Unnamed: 0,user_id,anime_id,rating
0,1,20,-1
1,1,24,-1
2,1,79,-1
3,1,226,-1
4,1,241,-1


Unnamed: 0,anime_id,name,genre,type,episodes,rating,members
0,32281,Kimi no Na wa.,"Drama, Romance, School, Supernatural",Movie,1,9.37,200630
1,5114,Fullmetal Alchemist: Brotherhood,"Action, Adventure, Drama, Fantasy, Magic, Mili...",TV,64,9.26,793665
2,28977,Gintama°,"Action, Comedy, Historical, Parody, Samurai, S...",TV,51,9.25,114262
3,9253,Steins;Gate,"Sci-Fi, Thriller",TV,24,9.17,673572
4,9969,Gintama&#039;,"Action, Comedy, Historical, Parody, Samurai, S...",TV,51,9.16,151266


Top-10 highest rated anime with more than 10000 members (horizontal bars)

In [4]:
top_rated_anime = (anime[anime['members'] > 10000]
                   .nlargest(10, 'rating')
                   .sort_values('rating'))

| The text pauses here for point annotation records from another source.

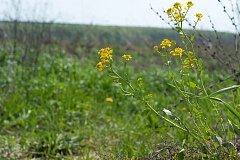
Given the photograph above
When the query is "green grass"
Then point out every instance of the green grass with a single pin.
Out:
(60, 111)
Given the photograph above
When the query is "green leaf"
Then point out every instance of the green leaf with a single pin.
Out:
(230, 108)
(225, 90)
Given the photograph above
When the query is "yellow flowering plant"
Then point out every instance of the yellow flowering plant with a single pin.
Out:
(192, 90)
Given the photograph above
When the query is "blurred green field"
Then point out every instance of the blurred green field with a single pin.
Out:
(60, 111)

fig = px.bar(top_rated_anime,
             y='name',
             x='rating',
             orientation='h',
             title='Top 10 Highest Rated Anime (members > 10000)',
             text='rating')

fig.update_layout(xaxis_title='Rating', yaxis_title='Anime', margin=dict(l=220))
fig.update_traces(texttemplate='%{text:.2f}', textposition='outside')
fig.show()

In [5]:
avg_rating_by_type = (anime[anime['members'] > 10000]
                      .groupby('type')['rating']
                      .mean()
                      .reset_index()
                      .sort_values('rating', ascending=False))

fig = px.bar(avg_rating_by_type.sort_values('rating'),
             y='type',
             x='rating',
             orientation='h',
             title='Average Rating by Type (members > 10000)',
             text='rating')

fig.update_layout(xaxis_title='Average Rating', yaxis_title='Type', margin=dict(l=220))
fig.update_traces(texttemplate='%{text:.2f}', textposition='outside')
fig.show()

In [6]:
df_genre = anime[['genre', 'rating']].dropna(subset=['genre', 'rating']).copy()
df_genre['genre'] = df_genre['genre'].str.split(',')
df_genre = df_genre.explode('genre')
df_genre['genre'] = df_genre['genre'].str.strip()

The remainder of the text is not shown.